Adapting to Climate Change Through Renting (Rather than Owning) a Home
In my 2021 Yale Press book, I offer many ideas that would help us to adapt to climate change. One idea I explore is that more Americans should rent their home rather than owning their home. As I read this “Doomer” piece about Vermont in today’s New York Times, it made me think that I should sketch out my logic again.
Over the years, I have written many papers about home ownership and the tradeoffs that home owners face. The economics is simple. Suppose you buy a $500,000 home with a 30% down payment ($150,000) and a loan of $350,000. The $150,000 has an opportunity cost. You could have invested that money in the stock market or a diversified real estate fund (a REIT). By investing in a house, you have put “all of your eggs in one basket”. Standard risk management teaches us that this could be a mistake, especially in an economy facing greater localized shocks.
A home owner loses some future geographic flexibility. In economics, there is an idea called the “Oswald Hypothesis” that argues that home ownership raises your probability of being unemployed in the future. The intuition for this claim is that home owners are less likely to migrate away from an area in decline and this “chains them” to a sinking ship. Migration is a major self protection strategy that helps people to adapt to local shocks. A footloose renter can more easily move from Vermont (if it indeed is in decline) to move to Las Vegas (if Vegas is booming). A home owner faces greater fixed costs to making such a move. (A subtle aside; home ownership isn’t randomly assigned and this means that those who love an area a most are most likely to buy there so home ownership is correlated with a person specific taste for locking in).
An even more subtle point is that if more of us rent then we rent from a for profit business. Behavioral economists often argue that people who own homes are “amateurs” who do not know what they are doing and that they make mistakes in managing their assets. While this is possible, if more people are renters then they will rent from the owner of the asset. If the asset owner owns many homes then this entity has the scale to lose significant $ if they make mistakes. Have you read my old Walmart paper that Walmart has the right incentives to be energy efficient in part because of its scale of operations.
The same logic applies for adapting to increasing weather extremes. Larger management companies will use its access to capital, Big Data and good management to anticipate emerging risks and it will create better real estate assets that are more resilient than what individual home owners would achieve if they run the asset.
Note my point here, as we face more climate shock volatility —- who has an edge both ex-ante in adapting to the shock and ex-post in bearing the costs of ugly shocks such as Vermont flooding?
Some urban economists have argued that a neighborhood of renters will feature less social capital as people do not have a fiscal incentive to be good neighbors. I am sure that there is some truth to this but in our increasingly volatile economy where places face more severe shocks, we need a new contract design that assigns the risk to those with an edge in offsetting it and diversifying its consequences. Do not hold all of your eggs in one basket!

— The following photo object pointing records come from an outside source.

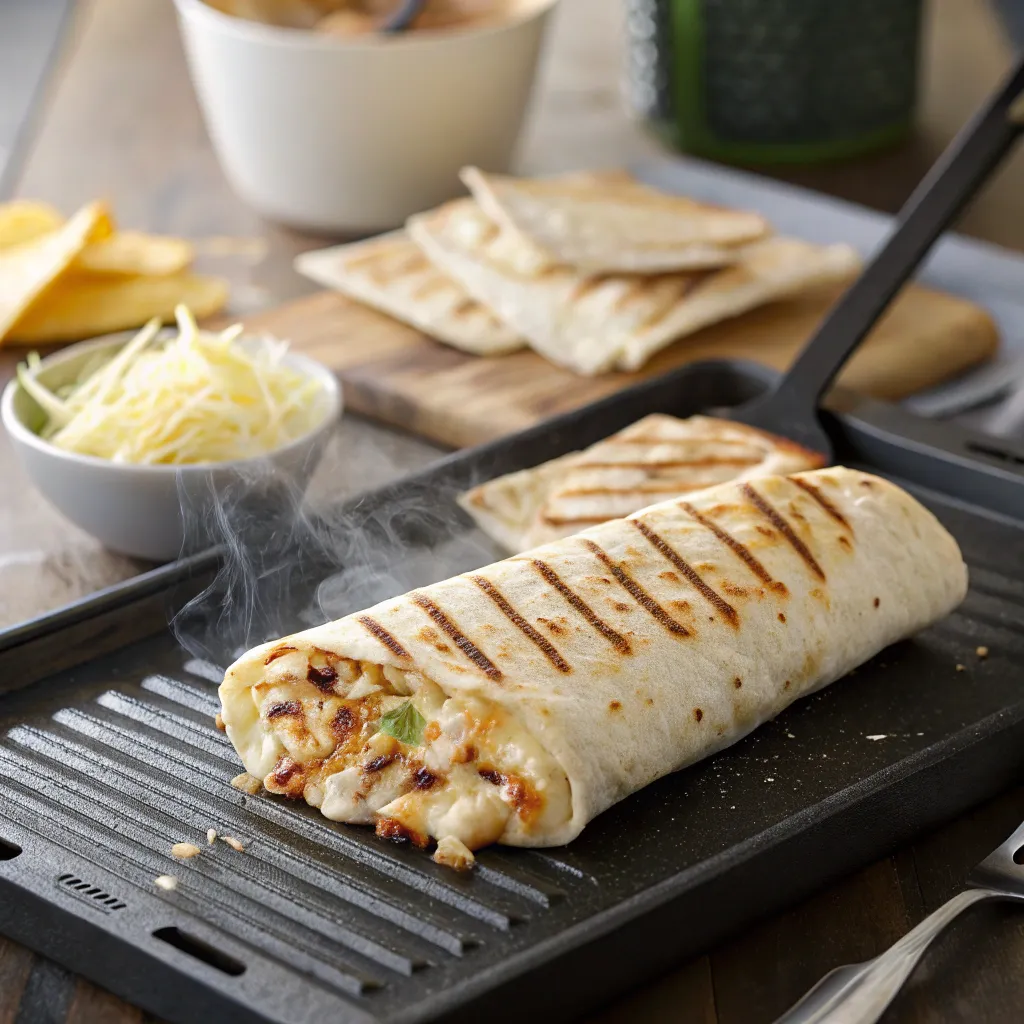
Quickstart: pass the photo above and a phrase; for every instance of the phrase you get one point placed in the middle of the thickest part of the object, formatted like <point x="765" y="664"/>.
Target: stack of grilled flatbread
<point x="594" y="271"/>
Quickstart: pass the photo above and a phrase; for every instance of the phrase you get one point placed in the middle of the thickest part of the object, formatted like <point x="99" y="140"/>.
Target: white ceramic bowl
<point x="343" y="135"/>
<point x="136" y="509"/>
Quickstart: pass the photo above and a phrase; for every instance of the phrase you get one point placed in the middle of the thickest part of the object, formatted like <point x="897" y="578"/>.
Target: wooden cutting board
<point x="392" y="373"/>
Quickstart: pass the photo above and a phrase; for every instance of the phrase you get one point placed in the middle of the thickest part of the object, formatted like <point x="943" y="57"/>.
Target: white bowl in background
<point x="354" y="135"/>
<point x="133" y="509"/>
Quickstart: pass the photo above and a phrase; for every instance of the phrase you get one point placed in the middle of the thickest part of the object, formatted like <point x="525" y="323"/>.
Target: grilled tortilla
<point x="656" y="458"/>
<point x="609" y="222"/>
<point x="593" y="324"/>
<point x="391" y="274"/>
<point x="516" y="702"/>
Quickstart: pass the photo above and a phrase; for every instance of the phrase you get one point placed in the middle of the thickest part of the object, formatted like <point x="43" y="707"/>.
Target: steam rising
<point x="292" y="561"/>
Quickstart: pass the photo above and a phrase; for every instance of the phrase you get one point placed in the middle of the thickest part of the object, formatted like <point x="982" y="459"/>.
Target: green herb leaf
<point x="404" y="723"/>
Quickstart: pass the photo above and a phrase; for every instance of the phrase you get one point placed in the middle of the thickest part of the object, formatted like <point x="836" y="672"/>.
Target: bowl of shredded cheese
<point x="109" y="430"/>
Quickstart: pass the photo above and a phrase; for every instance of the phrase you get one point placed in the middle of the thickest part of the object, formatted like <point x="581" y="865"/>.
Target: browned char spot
<point x="462" y="642"/>
<point x="323" y="678"/>
<point x="279" y="652"/>
<point x="526" y="801"/>
<point x="739" y="550"/>
<point x="636" y="591"/>
<point x="343" y="724"/>
<point x="783" y="527"/>
<point x="379" y="633"/>
<point x="286" y="708"/>
<point x="693" y="578"/>
<point x="287" y="779"/>
<point x="816" y="494"/>
<point x="397" y="833"/>
<point x="424" y="778"/>
<point x="554" y="580"/>
<point x="546" y="646"/>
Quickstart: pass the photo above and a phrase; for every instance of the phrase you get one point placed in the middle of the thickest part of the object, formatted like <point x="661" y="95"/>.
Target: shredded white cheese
<point x="199" y="397"/>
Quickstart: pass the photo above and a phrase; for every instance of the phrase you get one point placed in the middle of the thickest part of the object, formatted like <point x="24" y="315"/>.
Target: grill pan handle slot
<point x="200" y="950"/>
<point x="992" y="450"/>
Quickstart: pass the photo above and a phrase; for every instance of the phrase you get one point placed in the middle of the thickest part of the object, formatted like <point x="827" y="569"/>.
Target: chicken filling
<point x="377" y="744"/>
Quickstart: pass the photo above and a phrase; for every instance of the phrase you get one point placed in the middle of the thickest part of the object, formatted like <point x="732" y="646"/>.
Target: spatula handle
<point x="934" y="204"/>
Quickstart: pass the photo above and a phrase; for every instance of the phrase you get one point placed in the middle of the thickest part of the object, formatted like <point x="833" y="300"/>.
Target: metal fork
<point x="859" y="993"/>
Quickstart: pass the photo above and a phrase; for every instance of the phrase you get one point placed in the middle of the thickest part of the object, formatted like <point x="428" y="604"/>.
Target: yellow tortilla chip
<point x="25" y="220"/>
<point x="135" y="253"/>
<point x="84" y="305"/>
<point x="28" y="269"/>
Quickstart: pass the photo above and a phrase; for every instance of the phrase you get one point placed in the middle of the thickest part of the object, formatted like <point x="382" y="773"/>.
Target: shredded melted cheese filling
<point x="200" y="397"/>
<point x="474" y="774"/>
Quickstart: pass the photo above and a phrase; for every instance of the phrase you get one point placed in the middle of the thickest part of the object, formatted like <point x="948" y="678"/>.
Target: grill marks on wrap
<point x="783" y="527"/>
<point x="379" y="633"/>
<point x="579" y="604"/>
<point x="822" y="501"/>
<point x="739" y="550"/>
<point x="627" y="581"/>
<point x="636" y="591"/>
<point x="664" y="548"/>
<point x="459" y="639"/>
<point x="546" y="646"/>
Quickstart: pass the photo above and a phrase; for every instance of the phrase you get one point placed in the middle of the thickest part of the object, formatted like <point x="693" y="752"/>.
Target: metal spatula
<point x="791" y="410"/>
<point x="859" y="993"/>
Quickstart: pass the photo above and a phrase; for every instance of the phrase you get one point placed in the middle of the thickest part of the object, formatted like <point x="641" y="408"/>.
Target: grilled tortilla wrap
<point x="538" y="691"/>
<point x="651" y="460"/>
<point x="390" y="273"/>
<point x="593" y="324"/>
<point x="609" y="222"/>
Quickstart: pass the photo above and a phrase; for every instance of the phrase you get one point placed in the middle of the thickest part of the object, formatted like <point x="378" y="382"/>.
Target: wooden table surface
<point x="122" y="123"/>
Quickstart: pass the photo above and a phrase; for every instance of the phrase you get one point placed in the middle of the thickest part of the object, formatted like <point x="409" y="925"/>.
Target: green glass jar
<point x="772" y="81"/>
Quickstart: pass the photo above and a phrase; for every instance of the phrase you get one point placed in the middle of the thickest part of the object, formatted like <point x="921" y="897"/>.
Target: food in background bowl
<point x="354" y="17"/>
<point x="200" y="396"/>
<point x="353" y="133"/>
<point x="135" y="507"/>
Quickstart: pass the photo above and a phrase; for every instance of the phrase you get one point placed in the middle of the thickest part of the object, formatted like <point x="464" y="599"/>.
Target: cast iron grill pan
<point x="104" y="764"/>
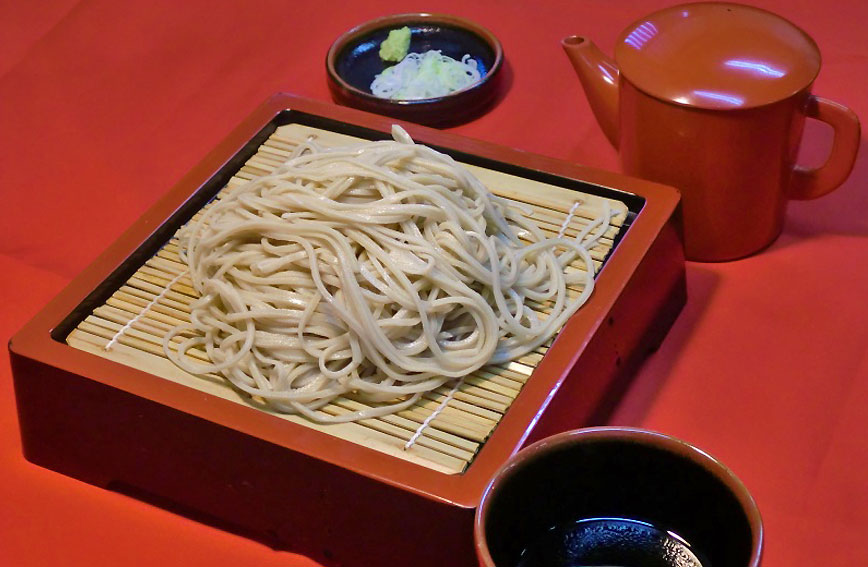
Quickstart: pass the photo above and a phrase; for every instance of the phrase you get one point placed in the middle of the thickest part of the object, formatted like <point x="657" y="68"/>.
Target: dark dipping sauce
<point x="609" y="542"/>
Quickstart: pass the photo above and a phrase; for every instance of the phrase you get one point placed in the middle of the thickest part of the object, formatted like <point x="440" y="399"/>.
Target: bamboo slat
<point x="129" y="327"/>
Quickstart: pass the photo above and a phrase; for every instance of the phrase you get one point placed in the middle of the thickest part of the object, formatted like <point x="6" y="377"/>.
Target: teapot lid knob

A final point I make in my 2021 book relates to politics. Note that I haven’t mentioned Government once in this post. When we are home owners, we become place based interest voters. We vote for other people to subsidize the protection of our area. We vote to stop new construction even if we live in a relatively climate safe place.
If instead, voters are renters then we have an incentive to encourage construction because this lowers local rents (shifting out aggregate supply). If we hold the national portfolio as our wealth, then we have a greater incentive to pursue pro-growth policies and this reduces national poverty.
I claim that the costs of climate change for the people of the United States would be much lower if we were all renters. Owners of real estate would compete to attract us to live in their housing. If housing is perceived to be unsafe, then rents decline and the owner of the asset would have an incentive to upgrade the asset or she will receive lower rents (her revenue) from us. Such housing entrepreneurs would demand innovations in housing construction and housing architecture to offset the serious risks we now face.